Inzwischen hat Habeck mehr Unterstützung für die Wirtschaft angekündigt. “Wir werden die deutschen Unternehmen und den deutschen Mittelstand schützen”, sagte er im Deutschen Bundestag. Für den Herbst und Winter sind Finanzhilfen angedacht, für die Unternehmen soll ein “Schutzschirm” aufgespannt werden, vergleichbar mit den Hilfen in der Corona-Pandemie. Bereits im Oktober sollten Unternehmen, die ihre Produktion zurückfahren, um Gas zu sparen, finanziell entschädigt werden. “Putins Angriff zielt auch auf unser Wirtschaftssystem”, sagte Habeck mit Blick auf den russischen Präsidenten Wladimir Putin und den Krieg in der Ukraine.
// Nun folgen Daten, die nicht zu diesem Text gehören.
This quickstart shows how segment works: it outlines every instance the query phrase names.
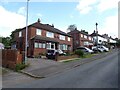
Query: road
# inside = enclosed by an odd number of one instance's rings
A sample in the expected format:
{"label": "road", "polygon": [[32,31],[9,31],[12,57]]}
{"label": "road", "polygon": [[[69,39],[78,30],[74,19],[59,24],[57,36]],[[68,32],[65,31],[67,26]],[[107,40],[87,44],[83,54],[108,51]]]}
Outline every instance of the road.
{"label": "road", "polygon": [[118,52],[17,88],[118,88]]}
Keine Subventionen auf Dauer

Die Finanzhilfen sollen für eine begrenzte Zeit gezahlt werden, bis Anstrengungen auf nationaler und europäischer Ebene zur Dämpfung der hohen Strom- und Gaspreise wirken würden, kündigte Habeck an. Doch wird das ausreichen? Steffen Müller, Professor am Leibniz-Institut für Wirtschaftsforschung Halle (IWH) gibt zu bedenken, dass steigende Energiepreise, aber auch steigende Kreditzinsen kein vorübergehendes Phänomen sind, sondern mittel- und langfristig bleiben würden.

Kann ein Unternehmen seine Rechnungen nicht mehr bezahlen, dann muss es das öffentlich bekannt geben

“Hilfsprogramme, die lediglich eine bestimmte Krisenzeit überbrücken können, verschieben in dieser Situation die Probleme in erster Linie zu Lasten des Steuerzahlers um ein paar Monate in die Zukunft”, schreibt Müller auf Anfrage der DW: “Maßnahmen, die eine Zeitlang die Energiepreise senken, sind ebenfalls nicht sinnvoll, da sie Anreize zum Energiesparen nehmen. Genau das können wir uns nicht erlauben.”
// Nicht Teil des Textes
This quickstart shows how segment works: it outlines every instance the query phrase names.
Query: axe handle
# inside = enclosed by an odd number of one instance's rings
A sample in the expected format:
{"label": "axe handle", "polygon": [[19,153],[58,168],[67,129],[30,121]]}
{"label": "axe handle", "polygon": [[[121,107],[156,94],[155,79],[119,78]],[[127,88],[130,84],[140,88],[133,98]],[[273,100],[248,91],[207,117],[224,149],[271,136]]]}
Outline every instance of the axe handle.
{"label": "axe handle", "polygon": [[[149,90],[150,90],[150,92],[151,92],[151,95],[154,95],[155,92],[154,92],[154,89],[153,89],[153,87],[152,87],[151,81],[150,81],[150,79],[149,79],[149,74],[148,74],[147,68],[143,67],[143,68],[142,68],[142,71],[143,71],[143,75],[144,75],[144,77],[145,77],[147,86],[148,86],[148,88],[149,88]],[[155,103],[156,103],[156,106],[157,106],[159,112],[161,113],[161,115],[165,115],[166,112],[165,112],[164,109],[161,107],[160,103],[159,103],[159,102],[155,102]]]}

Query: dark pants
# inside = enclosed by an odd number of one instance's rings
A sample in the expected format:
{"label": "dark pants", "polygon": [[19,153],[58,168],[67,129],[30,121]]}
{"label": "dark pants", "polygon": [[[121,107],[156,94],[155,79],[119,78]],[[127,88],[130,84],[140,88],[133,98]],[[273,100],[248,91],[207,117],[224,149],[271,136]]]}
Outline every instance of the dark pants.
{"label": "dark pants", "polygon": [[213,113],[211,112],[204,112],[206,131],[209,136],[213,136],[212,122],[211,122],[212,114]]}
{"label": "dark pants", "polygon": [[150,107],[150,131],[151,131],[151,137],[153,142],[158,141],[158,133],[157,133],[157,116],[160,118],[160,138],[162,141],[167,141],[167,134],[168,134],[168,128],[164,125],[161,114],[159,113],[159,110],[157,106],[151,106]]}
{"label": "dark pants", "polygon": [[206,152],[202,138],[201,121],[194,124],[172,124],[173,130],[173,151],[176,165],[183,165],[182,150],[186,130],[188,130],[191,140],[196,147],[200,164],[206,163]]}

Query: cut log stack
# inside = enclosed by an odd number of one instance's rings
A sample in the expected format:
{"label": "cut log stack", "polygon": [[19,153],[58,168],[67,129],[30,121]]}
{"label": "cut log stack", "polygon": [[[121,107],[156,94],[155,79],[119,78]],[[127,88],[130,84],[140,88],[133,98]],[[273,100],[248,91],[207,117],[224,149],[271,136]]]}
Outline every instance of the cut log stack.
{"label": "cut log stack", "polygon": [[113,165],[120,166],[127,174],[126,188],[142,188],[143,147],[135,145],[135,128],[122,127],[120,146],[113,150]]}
Die Krise beschleunigt den Strukturwandel

Sinnvoller seien zinsgünstige Kredite, argumentiert Müller, die mit der Maßgabe vergeben werden sollten, auf energiesparende Produktionsverfahren umzurüsten. “Der Kern des Arguments ist, dass die Energiepreise auch nach diesem Winter nicht wieder zurück auf das Niveau der letzten Jahre fallen werden. Es ändert sich also strukturell etwas.”

Normalerweise sei es Aufgabe der Unternehmen, sich darauf einzustellen, schreibt der Wissenschaftler. In einem “krisenhaft stark beschleunigten Strukturwandel hin zu einer grüneren Industrie” könne der Staat aber helfen und die Unternehmen begleiten.